27 Feb GTA – Global Tree Assessment
GTA – Completing the Global Tree Assessment worldwide
Partner: BGCI – Botanic Gardens Conservation International
Years: 2015-2027
Since 2015, Botanic Gardens Conservation International (BGCI), with the support of Fondation Franklinia, has been coordinating the Global Tree Assessment, which assesses the extinction risk of all the world’s tree species through the IUCN Red List. Documenting the conservation status of a group of nearly 60’000 species is the largest initiative in the history of the IUCN Red List of Threatened Species. It represents a Herculean effort by hundreds of individuals, coordinated by BGCI and the IUCN Species Survival Commission.
The Global Tree Assessment (GTA) aims to ensure that conservation assessments for all tree species are available to policy makers and conservation practitioners. Intensive research has been carried out in recent years to compile information on the extinction risk of the world’s 58’497 tree species. We now know that 30% of tree species are threatened with extinction. Preliminary results are available in the flagship State of the World’s Trees publication. The GTA was made possible by a global network of more than 100 institutional partners and over 1000 experts.

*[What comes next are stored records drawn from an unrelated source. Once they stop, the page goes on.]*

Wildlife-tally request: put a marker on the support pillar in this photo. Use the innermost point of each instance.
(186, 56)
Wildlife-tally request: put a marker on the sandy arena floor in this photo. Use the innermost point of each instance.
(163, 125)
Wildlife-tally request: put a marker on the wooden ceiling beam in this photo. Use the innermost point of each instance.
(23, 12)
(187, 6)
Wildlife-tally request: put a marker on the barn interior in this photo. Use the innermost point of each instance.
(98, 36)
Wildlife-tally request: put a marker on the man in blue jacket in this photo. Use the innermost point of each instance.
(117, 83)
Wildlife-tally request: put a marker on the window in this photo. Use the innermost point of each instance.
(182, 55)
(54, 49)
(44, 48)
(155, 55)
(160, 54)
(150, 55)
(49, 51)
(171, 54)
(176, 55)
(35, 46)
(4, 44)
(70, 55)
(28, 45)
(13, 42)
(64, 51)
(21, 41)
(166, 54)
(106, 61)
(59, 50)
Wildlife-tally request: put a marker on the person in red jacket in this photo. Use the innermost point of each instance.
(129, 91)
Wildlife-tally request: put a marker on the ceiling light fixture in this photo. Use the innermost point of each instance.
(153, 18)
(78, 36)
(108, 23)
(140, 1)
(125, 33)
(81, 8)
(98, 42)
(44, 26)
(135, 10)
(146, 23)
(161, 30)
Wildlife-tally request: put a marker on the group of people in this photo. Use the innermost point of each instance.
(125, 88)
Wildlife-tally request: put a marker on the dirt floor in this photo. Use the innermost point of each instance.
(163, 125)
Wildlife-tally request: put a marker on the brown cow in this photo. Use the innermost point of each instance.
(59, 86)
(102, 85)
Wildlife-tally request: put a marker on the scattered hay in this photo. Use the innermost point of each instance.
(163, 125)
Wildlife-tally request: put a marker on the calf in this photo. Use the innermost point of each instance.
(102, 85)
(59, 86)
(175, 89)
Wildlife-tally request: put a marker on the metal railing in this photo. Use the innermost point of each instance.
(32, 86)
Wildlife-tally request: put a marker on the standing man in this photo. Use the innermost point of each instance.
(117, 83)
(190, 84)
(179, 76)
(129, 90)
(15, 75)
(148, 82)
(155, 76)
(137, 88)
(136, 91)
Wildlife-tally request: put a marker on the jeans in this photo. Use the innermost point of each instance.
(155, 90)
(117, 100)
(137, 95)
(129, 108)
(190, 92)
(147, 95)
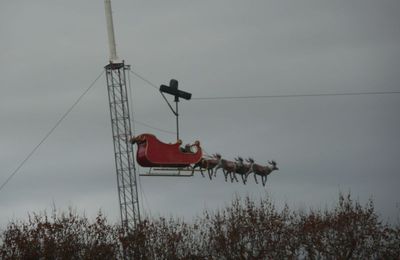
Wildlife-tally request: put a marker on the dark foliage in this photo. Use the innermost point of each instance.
(244, 230)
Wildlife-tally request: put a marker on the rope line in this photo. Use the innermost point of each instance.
(49, 133)
(298, 95)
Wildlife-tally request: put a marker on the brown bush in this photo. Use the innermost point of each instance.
(244, 230)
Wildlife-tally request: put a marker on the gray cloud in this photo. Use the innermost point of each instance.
(52, 50)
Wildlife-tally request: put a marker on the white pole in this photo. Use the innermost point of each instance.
(110, 32)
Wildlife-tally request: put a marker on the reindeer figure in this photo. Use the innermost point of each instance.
(263, 171)
(207, 164)
(228, 167)
(241, 169)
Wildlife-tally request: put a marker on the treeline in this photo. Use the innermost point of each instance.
(246, 229)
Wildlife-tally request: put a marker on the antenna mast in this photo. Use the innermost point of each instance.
(121, 130)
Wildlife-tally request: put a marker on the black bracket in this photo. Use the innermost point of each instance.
(173, 90)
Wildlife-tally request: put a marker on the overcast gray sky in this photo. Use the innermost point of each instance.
(52, 50)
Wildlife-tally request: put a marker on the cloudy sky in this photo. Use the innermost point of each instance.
(51, 51)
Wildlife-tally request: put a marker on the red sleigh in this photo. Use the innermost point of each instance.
(152, 152)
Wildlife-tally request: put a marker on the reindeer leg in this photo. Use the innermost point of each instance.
(244, 179)
(225, 174)
(215, 171)
(255, 178)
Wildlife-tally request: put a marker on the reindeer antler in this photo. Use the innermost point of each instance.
(250, 160)
(272, 162)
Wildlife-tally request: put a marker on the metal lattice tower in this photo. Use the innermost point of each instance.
(123, 149)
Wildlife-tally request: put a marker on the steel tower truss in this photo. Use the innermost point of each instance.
(123, 149)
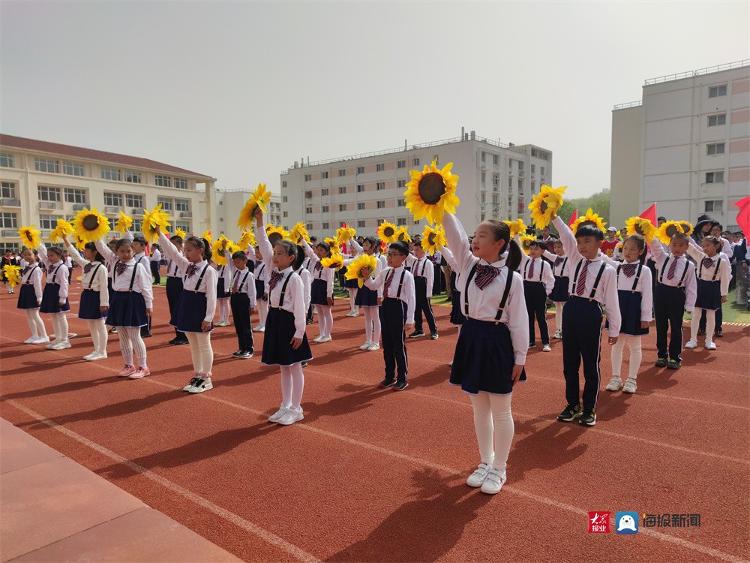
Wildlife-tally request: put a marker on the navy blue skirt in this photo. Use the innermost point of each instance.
(484, 358)
(366, 297)
(27, 297)
(51, 300)
(190, 312)
(560, 292)
(319, 292)
(89, 308)
(709, 295)
(277, 348)
(127, 308)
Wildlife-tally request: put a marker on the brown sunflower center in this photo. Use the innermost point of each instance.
(90, 222)
(431, 188)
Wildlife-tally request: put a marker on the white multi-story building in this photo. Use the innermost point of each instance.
(496, 181)
(685, 146)
(43, 181)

The first phases of the GTA have assessed the conservation status of over 80% of known tree species. Trees now represent 25% of all assessments available on the IUCN Red List. For the current phase (2024-2027), BGCI will produce 2’000 tree assessments annually, covering i) newly described species (and other taxonomic updates), ii) out-of-date assessments, and iii) species where new data have become available that warrant a re-assessment.
The project will also ensure that the extinction risk assessments of trees on the IUCN Red List are expanded and kept up to date, and that the information generated by the GTA is communicated, mobilised and integrated into conservation planning and action. Thanks to this work, conservation actions should be implemented where they are most needed, resulting in zero tree extinctions.